I’m a big believer in the “Attitude is Gratitude movement.” as well as the “Pay it Forward” movement.
Today I was able to thank my friend for being there for me when I needed it by being there for him when he needed it and by giving him something I wish I had possessed a little bit more of earlier on in my journey, experience and guidance.
I need to get back to the ABC’s – Back to the basics.
First step, confess. – I got off track again. Guilty of taking on too much and not having enough time to do all the things for me that I need to do. I stopped doing the very thing I teach others to do. Even though I love my father I have a bad habit of letting old ghosts haunt me. Sometimes, it just takes that ghost giving you a little nudge and telling you it’s time to move on. (I do love the way my father can still teach me a lesson to this day.)
Next, reassess. – I can’t do it all but I can do most of it. My running time needs to get worked back in. I need to somehow combine studying and exercise to help make that work. I need to give my clients everything they need from me to help them be successful with this challenge we have going on while still maintaining my exercise and study goals. This is my number one priority. I got this.
Now, commit. – I need a plan.
I’ll schedule my days more carefully to allow for better time management. I will schedule in, travel, exercise and study time.
I will let go of the grief I’ve been feeling. I’ll write more often. I express emotions better in words. Even better if I am the only one reading them.
I’ll keep my promise to myself to not take on any other big projects until I have completed my goals. (This is a big one for me.)
I’ll keep my promise to myself to always use Sunday as a Celebration Day. Celebrating the things I am proud of.
Today is Sunday, and as I shared with you earlier I am proud of myself for the way I was able to live a lesson I believe in today. I’m also proud of myself for the ability to realize that I am not perfect and recognizing my mistakes. As one of my heroes, Heidi Powell would say “I’m Perfectly Imperfect.”I’m also proud of my ability to learn from people like her how to fall without failing and what steps to take to get back up. Most of all I am proud of myself, for the person I am, the woman I’ve become, and the coach I strive to be.

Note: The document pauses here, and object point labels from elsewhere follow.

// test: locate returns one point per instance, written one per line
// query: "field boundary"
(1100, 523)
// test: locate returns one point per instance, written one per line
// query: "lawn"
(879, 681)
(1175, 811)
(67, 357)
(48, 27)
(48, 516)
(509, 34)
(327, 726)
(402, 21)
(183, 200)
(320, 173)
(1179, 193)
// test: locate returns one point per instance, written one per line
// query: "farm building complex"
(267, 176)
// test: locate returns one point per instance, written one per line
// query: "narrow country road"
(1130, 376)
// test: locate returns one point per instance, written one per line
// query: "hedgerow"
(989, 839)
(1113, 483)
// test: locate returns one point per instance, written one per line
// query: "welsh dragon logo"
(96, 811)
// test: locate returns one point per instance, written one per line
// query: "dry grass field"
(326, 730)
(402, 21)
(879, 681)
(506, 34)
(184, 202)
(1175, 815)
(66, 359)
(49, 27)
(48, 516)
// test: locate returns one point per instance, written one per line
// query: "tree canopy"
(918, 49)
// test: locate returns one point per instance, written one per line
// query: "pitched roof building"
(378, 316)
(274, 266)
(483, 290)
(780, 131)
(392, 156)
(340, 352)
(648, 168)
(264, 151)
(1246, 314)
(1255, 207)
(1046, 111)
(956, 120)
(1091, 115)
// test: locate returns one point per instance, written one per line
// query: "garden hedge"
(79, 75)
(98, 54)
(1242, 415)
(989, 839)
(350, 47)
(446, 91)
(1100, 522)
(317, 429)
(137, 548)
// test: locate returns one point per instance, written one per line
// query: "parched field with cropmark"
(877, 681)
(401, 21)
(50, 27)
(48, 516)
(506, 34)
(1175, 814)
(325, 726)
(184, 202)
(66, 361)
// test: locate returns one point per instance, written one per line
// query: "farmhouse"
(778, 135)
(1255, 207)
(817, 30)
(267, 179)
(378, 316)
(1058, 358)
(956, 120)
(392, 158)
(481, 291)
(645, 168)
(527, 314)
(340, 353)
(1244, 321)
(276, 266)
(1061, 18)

Now since we’re talking about getting back on track Slender Seekers I have a challenge for you. I challenge you to do the same thing I am doing in the beginning of the year. Don’t make a New Years resolution that might not last past the first few months of the year and set goals you’ll be disappointed in yourself when you don’t achieve. Instead I challenge you to simply be the best version of yourself you can be right now.
Look at your current situation, confess anything you’ve fallen short on to yourself. Reassess the situation and decide what your priorities are and then commit to a plan to get yourself back on track. I’d love to share this journey with you and celebrate the steps you take to get to where you want to be along the way. In fact, why don’t you write to me and tell me what successes you are celebrating and I’ll celebrate them with you.
That gives me a whole new idea. But more on that later. Now, it’s time for me to get some sleep.